Three years of $500 a month into Bitcoin
Run the defaults. You invest $500 a month for 36 months, your blended average buy price came out to $35,000, and Bitcoin now trades at $68,000. You have put in $18,000 total. At a $35,000 average that bought about 0.5143 BTC. At $68,000 those coins are worth $34,971. Your unrealized gain is $16,971, a 94.3% total return on the cash you contributed. The point of the average-price input is visible here: because you kept buying through dips, your average of $35,000 sits well below the current $68,000, and that gap is your gain.
| Input or result | Value |
|---|---|
| Monthly purchase | $500 |
| Months invested | 36 |
| Total invested | $18,000 |
| Average buy price | $35,000 |
| Units accumulated | 0.5143 BTC |
| Current price | $68,000 |
| Current value | $34,971 |
| Unrealized gain | $16,971 (94.3%) |
The tax wrinkle most DCA investors miss
A gain on screen is not a taxable event. You owe nothing until you sell, swap, or spend the crypto. The trap with dollar-cost averaging is that every single monthly buy is its own tax lot with its own basis and its own holding-period clock. Sell a slice and you have to decide which lots you are selling, which is where FIFO and HIFO accounting come in. Lots you have held more than a year get the lower long-term capital gains rate; lots under a year are taxed as ordinary income. Disciplined DCA buyers often end up with a satisfying mix of long-term lots precisely because they bought early and kept holding.
Honest expectations and who this fits
A practical caution from watching crypto cycles: this snapshot reflects one moment in a notoriously swingy market. The same position that shows a 94.3% gain today can show a loss in a downturn, because the current price drives everything. Dollar-cost averaging is a strategy for people who want exposure without trying to time the market and who can stomach the volatility without panic-selling. It is for the patient accumulator, not the trader chasing the next breakout. One mistake to avoid is treating the average buy price as fixed. As you keep buying, your average moves, so pull the current figure from your exchange each time you run this rather than guessing. If you want to model a simple lump-sum deposit growing at a steady rate instead, a generic compounding tool is the cleaner fit.

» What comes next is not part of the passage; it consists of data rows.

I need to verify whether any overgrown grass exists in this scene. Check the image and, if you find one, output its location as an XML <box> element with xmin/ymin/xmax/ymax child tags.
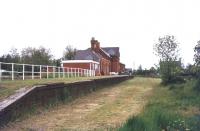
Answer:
<box><xmin>119</xmin><ymin>80</ymin><xmax>200</xmax><ymax>131</ymax></box>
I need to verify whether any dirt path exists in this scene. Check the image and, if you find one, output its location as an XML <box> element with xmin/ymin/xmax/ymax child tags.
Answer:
<box><xmin>4</xmin><ymin>78</ymin><xmax>157</xmax><ymax>131</ymax></box>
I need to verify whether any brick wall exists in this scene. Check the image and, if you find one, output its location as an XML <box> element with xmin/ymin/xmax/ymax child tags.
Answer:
<box><xmin>0</xmin><ymin>76</ymin><xmax>130</xmax><ymax>126</ymax></box>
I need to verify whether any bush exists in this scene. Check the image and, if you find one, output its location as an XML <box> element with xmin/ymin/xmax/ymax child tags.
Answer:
<box><xmin>193</xmin><ymin>78</ymin><xmax>200</xmax><ymax>92</ymax></box>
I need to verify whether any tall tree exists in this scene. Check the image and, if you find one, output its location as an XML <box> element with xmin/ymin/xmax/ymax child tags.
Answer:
<box><xmin>194</xmin><ymin>40</ymin><xmax>200</xmax><ymax>66</ymax></box>
<box><xmin>154</xmin><ymin>35</ymin><xmax>181</xmax><ymax>84</ymax></box>
<box><xmin>63</xmin><ymin>45</ymin><xmax>76</xmax><ymax>60</ymax></box>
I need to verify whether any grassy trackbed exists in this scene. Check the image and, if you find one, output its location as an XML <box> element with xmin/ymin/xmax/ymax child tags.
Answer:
<box><xmin>119</xmin><ymin>80</ymin><xmax>200</xmax><ymax>131</ymax></box>
<box><xmin>0</xmin><ymin>76</ymin><xmax>109</xmax><ymax>101</ymax></box>
<box><xmin>3</xmin><ymin>78</ymin><xmax>160</xmax><ymax>131</ymax></box>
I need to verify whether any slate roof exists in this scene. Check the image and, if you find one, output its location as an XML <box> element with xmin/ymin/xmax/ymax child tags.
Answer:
<box><xmin>75</xmin><ymin>49</ymin><xmax>102</xmax><ymax>62</ymax></box>
<box><xmin>101</xmin><ymin>47</ymin><xmax>120</xmax><ymax>57</ymax></box>
<box><xmin>75</xmin><ymin>47</ymin><xmax>120</xmax><ymax>62</ymax></box>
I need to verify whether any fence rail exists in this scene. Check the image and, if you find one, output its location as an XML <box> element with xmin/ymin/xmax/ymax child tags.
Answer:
<box><xmin>0</xmin><ymin>62</ymin><xmax>95</xmax><ymax>81</ymax></box>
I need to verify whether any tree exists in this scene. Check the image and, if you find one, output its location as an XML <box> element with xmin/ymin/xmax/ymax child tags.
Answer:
<box><xmin>154</xmin><ymin>35</ymin><xmax>181</xmax><ymax>84</ymax></box>
<box><xmin>21</xmin><ymin>46</ymin><xmax>53</xmax><ymax>65</ymax></box>
<box><xmin>63</xmin><ymin>45</ymin><xmax>76</xmax><ymax>60</ymax></box>
<box><xmin>194</xmin><ymin>40</ymin><xmax>200</xmax><ymax>66</ymax></box>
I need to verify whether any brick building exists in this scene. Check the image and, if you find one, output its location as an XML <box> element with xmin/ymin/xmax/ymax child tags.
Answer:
<box><xmin>61</xmin><ymin>38</ymin><xmax>125</xmax><ymax>75</ymax></box>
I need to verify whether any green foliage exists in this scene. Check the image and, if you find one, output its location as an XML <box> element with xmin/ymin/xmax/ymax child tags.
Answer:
<box><xmin>194</xmin><ymin>41</ymin><xmax>200</xmax><ymax>65</ymax></box>
<box><xmin>160</xmin><ymin>61</ymin><xmax>184</xmax><ymax>84</ymax></box>
<box><xmin>119</xmin><ymin>79</ymin><xmax>200</xmax><ymax>131</ymax></box>
<box><xmin>63</xmin><ymin>45</ymin><xmax>76</xmax><ymax>60</ymax></box>
<box><xmin>154</xmin><ymin>35</ymin><xmax>182</xmax><ymax>84</ymax></box>
<box><xmin>193</xmin><ymin>78</ymin><xmax>200</xmax><ymax>92</ymax></box>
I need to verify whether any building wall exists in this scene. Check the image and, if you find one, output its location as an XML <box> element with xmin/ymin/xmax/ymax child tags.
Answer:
<box><xmin>63</xmin><ymin>63</ymin><xmax>90</xmax><ymax>70</ymax></box>
<box><xmin>63</xmin><ymin>63</ymin><xmax>101</xmax><ymax>76</ymax></box>
<box><xmin>111</xmin><ymin>57</ymin><xmax>120</xmax><ymax>73</ymax></box>
<box><xmin>120</xmin><ymin>63</ymin><xmax>125</xmax><ymax>72</ymax></box>
<box><xmin>100</xmin><ymin>58</ymin><xmax>111</xmax><ymax>75</ymax></box>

Does DCA beat investing a lump sum?
Historically, in steadily rising markets, deploying a lump sum tends to beat spreading it out, because your money is invested sooner. DCA wins on risk management, not on maximizing return. In a volatile asset like crypto it lowers the odds of buying everything at a top and makes the ride psychologically easier to hold through.
Where do I find my average buy price?
Most exchanges and portfolio trackers display an average cost or average buy price for each asset on the holdings screen. That blended figure already weights every purchase you made, so it is exactly the input this tool wants. If your buys are split across several platforms, total your cost across all of them and divide by total units to get a true blended average.